A man was once rock climbing without a rope or aids by himself in a highly elevated area. The rocks were smooth and the cliff was straight up and down. The man liked risks and, when the area became covered in thick fog, he still took the chance and began to descend.
As the man descended, the fog got thicker until, eventually, the man couldn’t even see the rock in front of him. For minutes the man tried to think of a way to get back up. He had descended well over 1,000 feet and there was no way he could make it all the way up without seeing decent footholds.
Finally, after a few minutes, the man became so terrified that he decided that clinging onto the rock face until morning came was his only hope.

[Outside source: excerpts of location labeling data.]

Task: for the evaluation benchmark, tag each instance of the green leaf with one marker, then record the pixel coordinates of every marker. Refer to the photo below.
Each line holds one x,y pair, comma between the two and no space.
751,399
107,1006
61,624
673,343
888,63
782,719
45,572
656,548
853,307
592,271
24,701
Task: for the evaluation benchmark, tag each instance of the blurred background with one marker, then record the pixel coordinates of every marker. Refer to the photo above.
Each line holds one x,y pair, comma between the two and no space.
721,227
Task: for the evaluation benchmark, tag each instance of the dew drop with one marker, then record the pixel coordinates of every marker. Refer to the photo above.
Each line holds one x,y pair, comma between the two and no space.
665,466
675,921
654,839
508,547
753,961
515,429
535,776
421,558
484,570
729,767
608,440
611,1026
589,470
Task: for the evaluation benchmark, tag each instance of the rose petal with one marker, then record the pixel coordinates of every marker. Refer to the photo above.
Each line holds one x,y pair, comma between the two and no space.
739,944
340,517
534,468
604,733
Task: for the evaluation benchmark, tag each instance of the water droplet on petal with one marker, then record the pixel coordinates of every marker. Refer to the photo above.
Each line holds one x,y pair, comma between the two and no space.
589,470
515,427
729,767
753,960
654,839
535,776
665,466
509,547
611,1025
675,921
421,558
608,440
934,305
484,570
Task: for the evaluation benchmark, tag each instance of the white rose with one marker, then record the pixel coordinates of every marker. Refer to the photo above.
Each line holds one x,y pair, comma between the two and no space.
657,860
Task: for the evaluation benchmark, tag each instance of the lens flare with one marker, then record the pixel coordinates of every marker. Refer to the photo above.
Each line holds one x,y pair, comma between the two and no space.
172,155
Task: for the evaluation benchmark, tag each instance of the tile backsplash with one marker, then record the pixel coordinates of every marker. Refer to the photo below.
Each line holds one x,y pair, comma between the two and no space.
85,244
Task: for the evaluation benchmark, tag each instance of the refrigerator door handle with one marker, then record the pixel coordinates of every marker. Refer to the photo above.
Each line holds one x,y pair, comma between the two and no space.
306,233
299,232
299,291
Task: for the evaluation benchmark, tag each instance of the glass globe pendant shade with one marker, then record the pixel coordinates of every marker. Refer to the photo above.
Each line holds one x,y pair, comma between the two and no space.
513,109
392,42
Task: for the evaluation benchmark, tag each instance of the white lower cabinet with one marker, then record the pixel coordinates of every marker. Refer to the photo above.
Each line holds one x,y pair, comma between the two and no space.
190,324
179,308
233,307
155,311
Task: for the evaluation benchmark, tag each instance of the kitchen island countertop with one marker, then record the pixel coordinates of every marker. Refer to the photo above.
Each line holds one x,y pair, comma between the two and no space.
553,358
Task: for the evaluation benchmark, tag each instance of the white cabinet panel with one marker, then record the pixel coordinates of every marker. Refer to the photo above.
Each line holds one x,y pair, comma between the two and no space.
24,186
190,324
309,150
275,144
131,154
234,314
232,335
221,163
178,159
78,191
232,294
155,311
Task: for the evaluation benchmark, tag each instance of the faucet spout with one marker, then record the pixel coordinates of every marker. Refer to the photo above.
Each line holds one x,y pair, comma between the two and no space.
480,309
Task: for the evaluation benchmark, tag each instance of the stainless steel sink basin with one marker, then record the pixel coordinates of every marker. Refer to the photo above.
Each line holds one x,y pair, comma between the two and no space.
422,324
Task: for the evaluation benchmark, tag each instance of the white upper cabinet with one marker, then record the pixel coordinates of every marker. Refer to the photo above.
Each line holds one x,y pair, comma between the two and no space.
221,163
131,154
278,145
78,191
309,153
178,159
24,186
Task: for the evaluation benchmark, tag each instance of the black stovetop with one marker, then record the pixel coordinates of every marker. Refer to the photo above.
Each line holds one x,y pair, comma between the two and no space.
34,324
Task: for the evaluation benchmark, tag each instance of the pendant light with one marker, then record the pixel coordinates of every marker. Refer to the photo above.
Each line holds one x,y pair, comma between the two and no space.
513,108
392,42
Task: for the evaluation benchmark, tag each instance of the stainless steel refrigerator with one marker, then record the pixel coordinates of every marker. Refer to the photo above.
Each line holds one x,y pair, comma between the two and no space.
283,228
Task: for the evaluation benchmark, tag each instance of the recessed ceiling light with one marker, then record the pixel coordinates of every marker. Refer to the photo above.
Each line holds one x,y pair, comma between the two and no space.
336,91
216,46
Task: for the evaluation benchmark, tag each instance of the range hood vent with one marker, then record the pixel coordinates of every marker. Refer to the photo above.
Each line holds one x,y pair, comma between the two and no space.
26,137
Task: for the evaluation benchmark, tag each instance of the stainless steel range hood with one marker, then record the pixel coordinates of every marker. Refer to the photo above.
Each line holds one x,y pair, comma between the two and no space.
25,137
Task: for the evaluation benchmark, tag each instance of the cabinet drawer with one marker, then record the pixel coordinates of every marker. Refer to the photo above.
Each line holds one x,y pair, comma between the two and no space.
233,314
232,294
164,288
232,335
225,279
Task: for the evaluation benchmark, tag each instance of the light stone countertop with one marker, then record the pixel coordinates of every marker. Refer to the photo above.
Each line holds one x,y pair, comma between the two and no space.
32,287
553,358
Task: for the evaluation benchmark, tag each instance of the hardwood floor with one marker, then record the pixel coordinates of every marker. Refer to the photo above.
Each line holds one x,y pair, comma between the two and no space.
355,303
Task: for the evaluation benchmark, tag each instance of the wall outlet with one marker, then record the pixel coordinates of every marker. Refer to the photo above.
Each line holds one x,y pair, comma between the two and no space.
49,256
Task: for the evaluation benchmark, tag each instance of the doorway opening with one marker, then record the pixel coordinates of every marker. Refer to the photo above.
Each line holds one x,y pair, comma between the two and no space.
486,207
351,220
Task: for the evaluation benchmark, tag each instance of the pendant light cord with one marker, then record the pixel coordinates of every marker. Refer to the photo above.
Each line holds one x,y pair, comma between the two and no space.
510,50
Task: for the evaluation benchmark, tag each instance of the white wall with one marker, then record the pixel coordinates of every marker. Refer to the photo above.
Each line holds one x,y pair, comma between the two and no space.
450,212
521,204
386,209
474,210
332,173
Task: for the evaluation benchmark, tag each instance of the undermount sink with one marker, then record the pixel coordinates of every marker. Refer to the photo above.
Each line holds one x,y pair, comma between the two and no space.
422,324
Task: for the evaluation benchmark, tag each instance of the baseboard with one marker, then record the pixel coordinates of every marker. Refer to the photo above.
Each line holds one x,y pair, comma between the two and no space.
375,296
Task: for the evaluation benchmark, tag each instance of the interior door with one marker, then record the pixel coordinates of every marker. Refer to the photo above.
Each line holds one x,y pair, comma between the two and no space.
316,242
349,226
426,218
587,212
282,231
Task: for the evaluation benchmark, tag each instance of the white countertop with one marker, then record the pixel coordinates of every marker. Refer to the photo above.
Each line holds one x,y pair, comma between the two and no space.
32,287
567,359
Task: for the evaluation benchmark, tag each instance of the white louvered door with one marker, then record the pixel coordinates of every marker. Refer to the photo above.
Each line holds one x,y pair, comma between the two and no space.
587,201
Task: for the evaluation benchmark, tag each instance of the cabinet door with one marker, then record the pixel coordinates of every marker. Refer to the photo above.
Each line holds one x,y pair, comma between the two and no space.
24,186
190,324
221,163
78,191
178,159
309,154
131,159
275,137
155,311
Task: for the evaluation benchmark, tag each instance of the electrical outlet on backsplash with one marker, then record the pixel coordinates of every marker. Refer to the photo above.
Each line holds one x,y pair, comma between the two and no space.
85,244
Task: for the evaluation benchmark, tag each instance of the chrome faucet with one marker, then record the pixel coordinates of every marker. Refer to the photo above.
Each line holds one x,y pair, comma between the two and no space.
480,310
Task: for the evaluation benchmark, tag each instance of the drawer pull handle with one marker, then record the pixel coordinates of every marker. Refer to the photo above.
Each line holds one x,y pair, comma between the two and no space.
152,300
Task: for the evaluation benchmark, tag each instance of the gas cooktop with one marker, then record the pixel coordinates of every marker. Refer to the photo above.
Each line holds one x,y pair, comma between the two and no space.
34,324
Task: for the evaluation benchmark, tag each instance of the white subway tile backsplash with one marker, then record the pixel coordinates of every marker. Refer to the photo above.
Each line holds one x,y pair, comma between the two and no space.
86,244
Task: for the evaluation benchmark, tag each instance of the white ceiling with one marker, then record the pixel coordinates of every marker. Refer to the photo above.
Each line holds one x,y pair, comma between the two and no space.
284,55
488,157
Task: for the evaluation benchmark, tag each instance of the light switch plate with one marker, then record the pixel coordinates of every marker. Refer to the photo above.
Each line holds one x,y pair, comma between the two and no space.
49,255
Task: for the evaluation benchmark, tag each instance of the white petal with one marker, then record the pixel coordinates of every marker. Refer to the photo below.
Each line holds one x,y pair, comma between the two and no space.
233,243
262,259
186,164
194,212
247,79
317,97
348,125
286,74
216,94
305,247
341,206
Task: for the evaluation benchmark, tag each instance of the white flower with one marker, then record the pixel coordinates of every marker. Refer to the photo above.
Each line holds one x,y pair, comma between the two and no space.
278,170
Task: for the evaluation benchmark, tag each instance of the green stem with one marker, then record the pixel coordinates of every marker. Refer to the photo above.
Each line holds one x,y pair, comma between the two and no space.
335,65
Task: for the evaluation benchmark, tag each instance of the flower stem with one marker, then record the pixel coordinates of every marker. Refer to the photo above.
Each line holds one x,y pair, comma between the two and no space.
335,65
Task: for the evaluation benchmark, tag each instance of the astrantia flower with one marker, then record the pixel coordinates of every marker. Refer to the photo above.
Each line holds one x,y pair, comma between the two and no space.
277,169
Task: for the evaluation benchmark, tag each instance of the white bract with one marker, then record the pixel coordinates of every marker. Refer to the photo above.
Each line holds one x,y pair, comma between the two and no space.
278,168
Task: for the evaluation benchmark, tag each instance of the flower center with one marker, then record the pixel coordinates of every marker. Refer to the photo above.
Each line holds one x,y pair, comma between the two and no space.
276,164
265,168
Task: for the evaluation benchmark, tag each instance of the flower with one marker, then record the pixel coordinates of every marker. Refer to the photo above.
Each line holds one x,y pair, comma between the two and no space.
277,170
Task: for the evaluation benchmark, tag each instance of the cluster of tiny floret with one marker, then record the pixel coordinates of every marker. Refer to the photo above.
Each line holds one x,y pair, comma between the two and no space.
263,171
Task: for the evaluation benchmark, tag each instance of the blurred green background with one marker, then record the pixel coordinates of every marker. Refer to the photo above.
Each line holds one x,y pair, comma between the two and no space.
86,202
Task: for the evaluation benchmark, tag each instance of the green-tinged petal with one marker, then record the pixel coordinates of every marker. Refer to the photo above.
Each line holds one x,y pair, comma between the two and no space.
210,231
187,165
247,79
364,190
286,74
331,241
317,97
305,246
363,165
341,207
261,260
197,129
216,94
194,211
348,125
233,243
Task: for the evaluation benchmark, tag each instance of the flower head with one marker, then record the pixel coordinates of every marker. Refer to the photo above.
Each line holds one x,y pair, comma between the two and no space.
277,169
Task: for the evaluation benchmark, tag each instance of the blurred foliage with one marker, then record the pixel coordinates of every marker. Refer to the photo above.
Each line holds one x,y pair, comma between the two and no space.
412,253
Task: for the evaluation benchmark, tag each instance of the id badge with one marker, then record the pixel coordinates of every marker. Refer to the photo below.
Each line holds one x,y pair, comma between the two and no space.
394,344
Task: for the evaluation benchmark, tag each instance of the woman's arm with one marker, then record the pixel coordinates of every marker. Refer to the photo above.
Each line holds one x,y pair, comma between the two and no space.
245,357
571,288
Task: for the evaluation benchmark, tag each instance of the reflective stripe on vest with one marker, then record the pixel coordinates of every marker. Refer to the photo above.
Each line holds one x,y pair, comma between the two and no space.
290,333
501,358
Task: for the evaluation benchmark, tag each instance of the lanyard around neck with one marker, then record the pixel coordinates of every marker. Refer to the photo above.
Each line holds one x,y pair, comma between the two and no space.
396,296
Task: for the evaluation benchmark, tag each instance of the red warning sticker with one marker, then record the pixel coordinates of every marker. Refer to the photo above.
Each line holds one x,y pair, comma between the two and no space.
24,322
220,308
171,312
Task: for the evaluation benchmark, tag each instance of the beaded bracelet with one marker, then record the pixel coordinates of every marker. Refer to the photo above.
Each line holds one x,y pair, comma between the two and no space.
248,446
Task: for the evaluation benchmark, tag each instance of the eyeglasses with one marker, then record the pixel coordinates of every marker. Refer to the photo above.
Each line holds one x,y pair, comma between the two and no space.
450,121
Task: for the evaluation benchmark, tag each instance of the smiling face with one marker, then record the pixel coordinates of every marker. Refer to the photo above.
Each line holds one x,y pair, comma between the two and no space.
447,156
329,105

The night grew colder but the man didn’t move. The fog grew thicker and had no intention of letting go. All through the night the man kept talking himself out of letting go or trying to maneuver down and hoping the bottom was near. Many times he was sure that he heard a voice tell him to let go. He didn’t listen; instead he clung harder to the rocks.
When the morning sun rose and burned off the fog, the man was exposed to the warmth of the sun. Within an hour the man’s frozen, but thawing body, slipped from the rock and landed on the ground . . . three feet below where he had spent the night. The dead body of the man who had waited all night was discovered shortly later that day.
If that man had a little faith he would have been able to stretch out his legs and touch the ground . . . instead he perished.
Now faith is the substance of things hoped for, the evidence of things not seen.